I would think, now that company's Technosphere pulmonary drug delivery technology is proving itself and becoming more valuable, that MannKind will no longer give up 100% of its assets as security for non-dilutive funding (assuming the Deerfield debt is first satisfied) and will selectively choose which assets will be used as security.
For example, if MannKind were to secure financing to fund development of more API, then the rights to the new drugs would serve as collateral but NOT the intellectual property underlying its technology.
With only $23 million principle remaining on the Deerfield Notes (Tranches 1, 4 and B) it's entirely possible for a venture capitalist, investment firm or pharmaceutical company to buy into MannKind, pay off the Deerfield debt and secure intellectual rights to drugs (commercial or development) which it believes have potential to become big revenue-generators.
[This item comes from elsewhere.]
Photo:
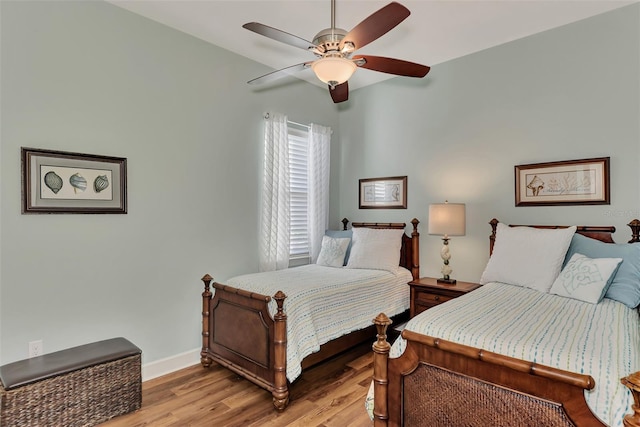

It's a company's assets which give it leverage in the financial markets. As long as Deerfield holds first right to all MannKind's asset, the CFO doesn't have the leverage needed to secure future funding at favorable terms.
It's quite possible that an announcement of an Agreement, where a 'white knight' steps forward to fund MannKind's future, could indeed cause a short squeeze, particularly if it were to provide MannKind with 2 years of runway for expanding commercialization of Afrezza and expanding development of more Techosphere API in its pipeline.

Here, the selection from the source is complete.